Closed lwellerastro closed 2 years ago
Full job information:
export SACCT_FORMAT="JobID%20,JobName,User,Partition,NodeList,Elapsed,State,ExitCode,MaxRSS,AllocTRES%32"
(base) -bash-4.2$ sacct -j 45306855
JobID JobName User Partition NodeList Elapsed State ExitCode MaxRSS AllocTRES
-------------------- ---------- --------- ---------- --------------- ---------- ---------- -------- ---------- --------------------------------
45306855 lq30jig lweller longall mem1 00:40:44 FAILED 11:0 billing=1,cpu=1,mem=50G,node=1
45306855.batch batch mem1 00:40:44 FAILED 11:0 19785568K cpu=1,mem=50G,node=1
45306855.extern extern mem1 00:40:45 COMPLETED 0:0 0 billing=1,cpu=1,mem=50G,node=1
If this runs in one environment and not another, we are going to need to know the differences between these environment. What OS are both of these machines running? Are the conda list
outputs identical on both machines?
If you are asking me @jlaura, I don't know the answers. As I understand it, the job inherits the version of isis when it is executed (conda activate isis5.0.2), but maybe I don't fully understand that either. I don't live in any other conda environments. Also, for the most part I am working on a vm IT made available to me last summer - igswzawgvsiplw. Not sure who can get on that system. It is a mimic of astrovm5. I also tried the above via astrovm5 and got similar results.
Is there something I can look at or do we need to involve IT? I chose not to send this problem to them initially because I figured they shrug and suggest posting here.
I was able to confirm yesterday that it's running the same conda environment, isis5.0.2 in the shared install. So, the differences will be mainly in the systems libraries that are dynamically linked in. I tried a little last night to check what was getting pulled in on the cluster but couldn't get an interactive session in my short time trying as the cluster was slammed.
Comparing how this is erroring against #3871, I'm not sure if they are related as this one is seg faulting and the lroc network is hitting a cholmod error. It could be the same underlying issue, but presenting differently? We'll need to do more investigating before we can say if or how they are related.
We'll need to determine where the seg fault is happening, which may require a custom build. The first step is to probably run this again in a dev build.
Ok, I ran conda list
for my VM igswzawgvsiplw, astrovm5, and mem1 in two different ways.

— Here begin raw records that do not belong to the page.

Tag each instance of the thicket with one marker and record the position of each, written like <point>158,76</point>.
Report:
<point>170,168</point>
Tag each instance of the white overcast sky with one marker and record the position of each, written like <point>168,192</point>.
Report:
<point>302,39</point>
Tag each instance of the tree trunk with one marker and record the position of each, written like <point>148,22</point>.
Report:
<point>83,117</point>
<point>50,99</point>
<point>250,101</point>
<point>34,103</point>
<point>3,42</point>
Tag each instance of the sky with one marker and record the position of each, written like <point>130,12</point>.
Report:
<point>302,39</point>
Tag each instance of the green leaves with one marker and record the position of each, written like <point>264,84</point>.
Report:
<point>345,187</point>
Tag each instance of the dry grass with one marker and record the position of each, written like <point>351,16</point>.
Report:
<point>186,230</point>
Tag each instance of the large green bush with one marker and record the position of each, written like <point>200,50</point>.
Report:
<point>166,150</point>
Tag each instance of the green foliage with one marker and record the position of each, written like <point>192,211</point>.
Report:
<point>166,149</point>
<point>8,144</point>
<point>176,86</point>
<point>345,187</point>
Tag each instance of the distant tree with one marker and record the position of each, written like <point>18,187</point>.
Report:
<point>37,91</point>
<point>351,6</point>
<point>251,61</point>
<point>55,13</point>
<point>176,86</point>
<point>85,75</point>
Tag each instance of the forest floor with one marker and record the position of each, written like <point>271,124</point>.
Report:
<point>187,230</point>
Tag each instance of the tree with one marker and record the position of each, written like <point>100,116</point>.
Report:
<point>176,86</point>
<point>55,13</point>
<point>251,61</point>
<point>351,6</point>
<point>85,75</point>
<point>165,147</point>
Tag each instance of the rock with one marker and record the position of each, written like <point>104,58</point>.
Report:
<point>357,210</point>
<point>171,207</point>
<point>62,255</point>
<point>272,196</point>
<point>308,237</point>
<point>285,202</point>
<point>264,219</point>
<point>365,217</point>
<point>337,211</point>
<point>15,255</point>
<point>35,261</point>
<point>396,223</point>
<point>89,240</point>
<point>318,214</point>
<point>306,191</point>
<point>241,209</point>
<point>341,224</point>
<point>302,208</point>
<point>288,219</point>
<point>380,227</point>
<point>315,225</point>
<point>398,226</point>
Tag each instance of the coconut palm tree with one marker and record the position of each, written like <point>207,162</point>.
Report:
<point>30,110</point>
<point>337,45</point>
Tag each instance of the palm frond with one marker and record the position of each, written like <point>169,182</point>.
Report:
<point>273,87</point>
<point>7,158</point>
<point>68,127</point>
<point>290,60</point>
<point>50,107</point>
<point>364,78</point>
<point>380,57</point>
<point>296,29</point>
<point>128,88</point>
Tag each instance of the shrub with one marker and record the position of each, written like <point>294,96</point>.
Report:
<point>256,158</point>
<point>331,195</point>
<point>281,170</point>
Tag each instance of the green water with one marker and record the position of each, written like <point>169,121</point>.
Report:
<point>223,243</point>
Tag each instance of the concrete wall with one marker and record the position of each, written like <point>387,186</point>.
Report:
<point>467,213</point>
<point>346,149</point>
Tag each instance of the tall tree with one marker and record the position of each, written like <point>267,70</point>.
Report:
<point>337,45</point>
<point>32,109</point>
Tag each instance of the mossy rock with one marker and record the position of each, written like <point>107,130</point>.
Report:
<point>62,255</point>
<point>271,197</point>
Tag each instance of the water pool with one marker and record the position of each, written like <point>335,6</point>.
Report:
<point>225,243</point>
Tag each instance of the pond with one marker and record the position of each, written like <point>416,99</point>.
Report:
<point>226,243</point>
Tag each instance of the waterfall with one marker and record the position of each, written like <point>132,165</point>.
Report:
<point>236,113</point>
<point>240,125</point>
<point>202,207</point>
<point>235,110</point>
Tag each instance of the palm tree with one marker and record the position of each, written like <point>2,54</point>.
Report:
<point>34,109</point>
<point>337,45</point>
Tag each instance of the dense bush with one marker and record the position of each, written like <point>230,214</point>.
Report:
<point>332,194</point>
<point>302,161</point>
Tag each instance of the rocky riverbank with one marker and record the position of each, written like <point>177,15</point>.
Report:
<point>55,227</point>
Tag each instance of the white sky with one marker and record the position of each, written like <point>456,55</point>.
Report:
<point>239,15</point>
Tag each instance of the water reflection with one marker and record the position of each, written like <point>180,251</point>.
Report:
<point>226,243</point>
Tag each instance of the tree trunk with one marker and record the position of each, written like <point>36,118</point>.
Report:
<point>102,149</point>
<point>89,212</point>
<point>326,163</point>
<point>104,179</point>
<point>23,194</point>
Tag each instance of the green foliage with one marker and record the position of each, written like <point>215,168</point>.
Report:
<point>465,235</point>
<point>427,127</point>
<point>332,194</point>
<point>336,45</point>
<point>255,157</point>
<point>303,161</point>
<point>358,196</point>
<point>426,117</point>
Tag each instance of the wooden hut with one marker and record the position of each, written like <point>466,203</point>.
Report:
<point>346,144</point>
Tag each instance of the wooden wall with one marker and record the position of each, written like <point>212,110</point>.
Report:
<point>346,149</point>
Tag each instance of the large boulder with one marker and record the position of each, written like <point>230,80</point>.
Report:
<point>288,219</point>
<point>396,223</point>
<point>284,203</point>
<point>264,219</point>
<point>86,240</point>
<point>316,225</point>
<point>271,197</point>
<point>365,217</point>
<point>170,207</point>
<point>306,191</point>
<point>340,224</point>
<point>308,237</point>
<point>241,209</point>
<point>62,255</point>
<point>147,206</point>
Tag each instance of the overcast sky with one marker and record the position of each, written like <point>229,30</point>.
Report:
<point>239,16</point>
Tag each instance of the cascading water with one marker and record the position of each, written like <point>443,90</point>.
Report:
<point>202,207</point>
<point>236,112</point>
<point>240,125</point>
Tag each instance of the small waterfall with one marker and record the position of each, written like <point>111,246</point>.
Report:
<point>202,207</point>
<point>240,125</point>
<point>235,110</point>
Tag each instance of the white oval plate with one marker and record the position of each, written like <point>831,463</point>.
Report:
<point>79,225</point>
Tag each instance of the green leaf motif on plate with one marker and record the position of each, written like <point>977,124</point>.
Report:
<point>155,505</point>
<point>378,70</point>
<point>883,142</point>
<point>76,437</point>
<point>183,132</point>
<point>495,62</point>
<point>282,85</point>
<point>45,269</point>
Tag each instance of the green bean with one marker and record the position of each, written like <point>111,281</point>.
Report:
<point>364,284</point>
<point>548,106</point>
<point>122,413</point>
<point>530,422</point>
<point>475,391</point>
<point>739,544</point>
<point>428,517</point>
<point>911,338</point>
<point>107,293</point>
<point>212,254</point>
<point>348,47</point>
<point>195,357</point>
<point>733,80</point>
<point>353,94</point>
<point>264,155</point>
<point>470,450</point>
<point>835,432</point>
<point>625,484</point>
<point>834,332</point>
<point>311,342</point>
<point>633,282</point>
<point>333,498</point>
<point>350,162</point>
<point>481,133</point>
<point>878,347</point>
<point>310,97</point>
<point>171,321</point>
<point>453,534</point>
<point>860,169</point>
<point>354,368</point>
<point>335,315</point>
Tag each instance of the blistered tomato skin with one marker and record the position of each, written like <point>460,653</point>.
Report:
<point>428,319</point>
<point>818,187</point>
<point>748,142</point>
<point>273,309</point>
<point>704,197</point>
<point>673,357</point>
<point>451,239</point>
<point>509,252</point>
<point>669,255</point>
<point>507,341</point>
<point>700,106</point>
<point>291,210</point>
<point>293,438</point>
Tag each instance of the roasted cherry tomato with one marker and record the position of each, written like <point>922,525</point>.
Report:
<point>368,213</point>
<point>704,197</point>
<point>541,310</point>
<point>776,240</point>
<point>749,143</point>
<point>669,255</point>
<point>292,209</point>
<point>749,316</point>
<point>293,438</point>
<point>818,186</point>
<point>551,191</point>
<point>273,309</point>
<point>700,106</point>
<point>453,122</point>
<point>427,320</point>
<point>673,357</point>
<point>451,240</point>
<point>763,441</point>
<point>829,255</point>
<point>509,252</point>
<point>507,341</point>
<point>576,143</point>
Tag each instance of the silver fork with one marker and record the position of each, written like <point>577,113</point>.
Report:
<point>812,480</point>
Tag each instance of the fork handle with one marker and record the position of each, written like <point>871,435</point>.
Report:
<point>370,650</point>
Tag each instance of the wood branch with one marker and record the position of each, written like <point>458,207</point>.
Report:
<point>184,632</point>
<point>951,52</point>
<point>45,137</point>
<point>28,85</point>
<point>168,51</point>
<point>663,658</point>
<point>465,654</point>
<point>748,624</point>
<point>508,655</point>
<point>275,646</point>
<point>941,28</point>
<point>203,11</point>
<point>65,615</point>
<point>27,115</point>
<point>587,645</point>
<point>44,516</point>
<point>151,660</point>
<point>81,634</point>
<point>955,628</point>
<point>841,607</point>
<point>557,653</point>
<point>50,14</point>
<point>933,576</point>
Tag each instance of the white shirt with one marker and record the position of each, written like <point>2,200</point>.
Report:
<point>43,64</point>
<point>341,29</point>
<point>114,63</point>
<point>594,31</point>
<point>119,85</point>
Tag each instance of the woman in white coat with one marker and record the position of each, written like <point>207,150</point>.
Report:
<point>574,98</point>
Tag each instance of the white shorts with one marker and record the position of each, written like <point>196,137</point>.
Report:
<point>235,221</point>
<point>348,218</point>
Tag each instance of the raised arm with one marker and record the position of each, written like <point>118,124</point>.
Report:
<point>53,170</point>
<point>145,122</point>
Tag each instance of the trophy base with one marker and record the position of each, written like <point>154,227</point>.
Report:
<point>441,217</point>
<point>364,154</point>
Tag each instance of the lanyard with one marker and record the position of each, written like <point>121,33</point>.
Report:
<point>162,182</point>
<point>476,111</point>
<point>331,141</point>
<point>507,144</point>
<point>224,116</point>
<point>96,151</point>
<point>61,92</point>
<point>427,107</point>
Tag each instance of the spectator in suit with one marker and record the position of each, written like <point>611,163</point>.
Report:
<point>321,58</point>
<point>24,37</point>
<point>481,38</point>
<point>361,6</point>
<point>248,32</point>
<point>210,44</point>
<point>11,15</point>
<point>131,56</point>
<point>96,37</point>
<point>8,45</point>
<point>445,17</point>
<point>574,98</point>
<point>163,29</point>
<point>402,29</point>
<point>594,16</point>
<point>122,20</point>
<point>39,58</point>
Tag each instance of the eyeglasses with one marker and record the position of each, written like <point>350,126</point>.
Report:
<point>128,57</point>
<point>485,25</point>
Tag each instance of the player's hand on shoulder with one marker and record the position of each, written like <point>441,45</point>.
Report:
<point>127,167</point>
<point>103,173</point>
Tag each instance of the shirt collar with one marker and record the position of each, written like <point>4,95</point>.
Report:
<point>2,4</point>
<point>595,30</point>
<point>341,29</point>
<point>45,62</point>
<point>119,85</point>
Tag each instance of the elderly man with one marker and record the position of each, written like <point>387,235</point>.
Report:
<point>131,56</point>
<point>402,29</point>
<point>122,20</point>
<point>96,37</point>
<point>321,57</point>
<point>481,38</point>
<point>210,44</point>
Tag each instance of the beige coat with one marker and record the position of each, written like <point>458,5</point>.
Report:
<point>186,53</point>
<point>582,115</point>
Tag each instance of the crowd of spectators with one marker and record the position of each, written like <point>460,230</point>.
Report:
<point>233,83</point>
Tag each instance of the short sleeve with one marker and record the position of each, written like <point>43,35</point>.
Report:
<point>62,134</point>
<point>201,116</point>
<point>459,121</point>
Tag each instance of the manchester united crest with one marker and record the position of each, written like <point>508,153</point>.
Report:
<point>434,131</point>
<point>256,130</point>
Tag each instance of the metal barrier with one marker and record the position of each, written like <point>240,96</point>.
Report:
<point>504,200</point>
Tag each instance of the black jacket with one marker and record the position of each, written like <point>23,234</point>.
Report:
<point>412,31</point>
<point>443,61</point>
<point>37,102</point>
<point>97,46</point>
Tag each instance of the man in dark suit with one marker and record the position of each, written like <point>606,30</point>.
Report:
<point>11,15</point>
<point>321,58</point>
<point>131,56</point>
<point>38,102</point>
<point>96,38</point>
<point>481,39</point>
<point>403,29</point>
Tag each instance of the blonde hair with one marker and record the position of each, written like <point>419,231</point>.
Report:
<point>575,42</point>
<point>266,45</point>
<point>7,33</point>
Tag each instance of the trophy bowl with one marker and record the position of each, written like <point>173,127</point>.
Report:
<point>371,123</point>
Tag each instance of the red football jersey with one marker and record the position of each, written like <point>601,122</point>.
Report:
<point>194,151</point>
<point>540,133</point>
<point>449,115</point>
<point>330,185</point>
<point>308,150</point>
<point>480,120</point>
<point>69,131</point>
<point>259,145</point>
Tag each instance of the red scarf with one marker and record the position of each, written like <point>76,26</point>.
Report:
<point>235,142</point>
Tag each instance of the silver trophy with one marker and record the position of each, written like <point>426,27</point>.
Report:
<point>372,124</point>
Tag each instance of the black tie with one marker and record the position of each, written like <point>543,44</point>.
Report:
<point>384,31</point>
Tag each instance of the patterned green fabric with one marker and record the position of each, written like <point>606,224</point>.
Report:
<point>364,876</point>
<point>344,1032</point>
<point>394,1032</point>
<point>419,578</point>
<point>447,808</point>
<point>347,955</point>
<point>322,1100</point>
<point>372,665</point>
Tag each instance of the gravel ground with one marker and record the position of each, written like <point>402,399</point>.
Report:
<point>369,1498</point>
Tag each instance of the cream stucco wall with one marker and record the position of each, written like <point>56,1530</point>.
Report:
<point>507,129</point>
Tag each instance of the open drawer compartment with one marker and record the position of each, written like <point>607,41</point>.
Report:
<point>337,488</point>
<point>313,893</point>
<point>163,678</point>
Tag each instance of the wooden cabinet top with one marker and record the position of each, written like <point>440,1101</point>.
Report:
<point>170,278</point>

The files are under /work/users/lweller/Isis3Tests/Jigsaw/NebSegFault/.
diff igswzawgvsiplw_condalist.txt mem1_inherit_avlw_condalist.txt
These are identical. As suspected, when I send a job from my VM to mem1 (or any node), it picks up the submitting HOSTs conda environment.
diff igswzawgvsiplw_condalist.txt astrovm5_condalist.txt
The conda lists are slightly different between my VM and astrovm5. I'll have to confirm whether or not I tried to send jobs from astrovm5.
diff astrovm5_condalist.txt mem1_condalist.txt
These are identical. The second listing is via ssh mem1, then running conda list there.
And to be clear, I am sending my jigsaw jobs (Kaguya TC and Titan) using a single line send off via sbatch. I have my kaguya job running again via astrovm5 to confirm it doesn't work there (can't tell submit host from job info, there is no print file with this info either), and this is how I run it: (Update: this job failed from astrovm5 as well.)
sbatch --mem=50G --partition=longall --nodelist=mem1 --time=15:00:00 --job-name=av5lq30jig --output=LOG_Jig_AVM5 --wrap "jigsaw froml=KTC_Morning_LQ30_FFCombine_Del.lis cnet=KTC_Morning_LQ30_FFCombine_Thin_SubReg.net onet=JigOut_KTC_Morning_LQ30_FFCombine_Thin_SubReg.net radius=yes update=no sigma0=1.0e-5 maxits=1 camsolve=accelerations twist=yes overexisting=yes spsolve=position overhermite=yes camera_angles_sigma=0.25 camera_angular_velocity_sigma=0.1 camera_angular_acceleration_sigma=0.01 spacecraft_position_sigma=1000 point_radius_sigma=100 file_prefix=RadAccelTwist_SpkPos"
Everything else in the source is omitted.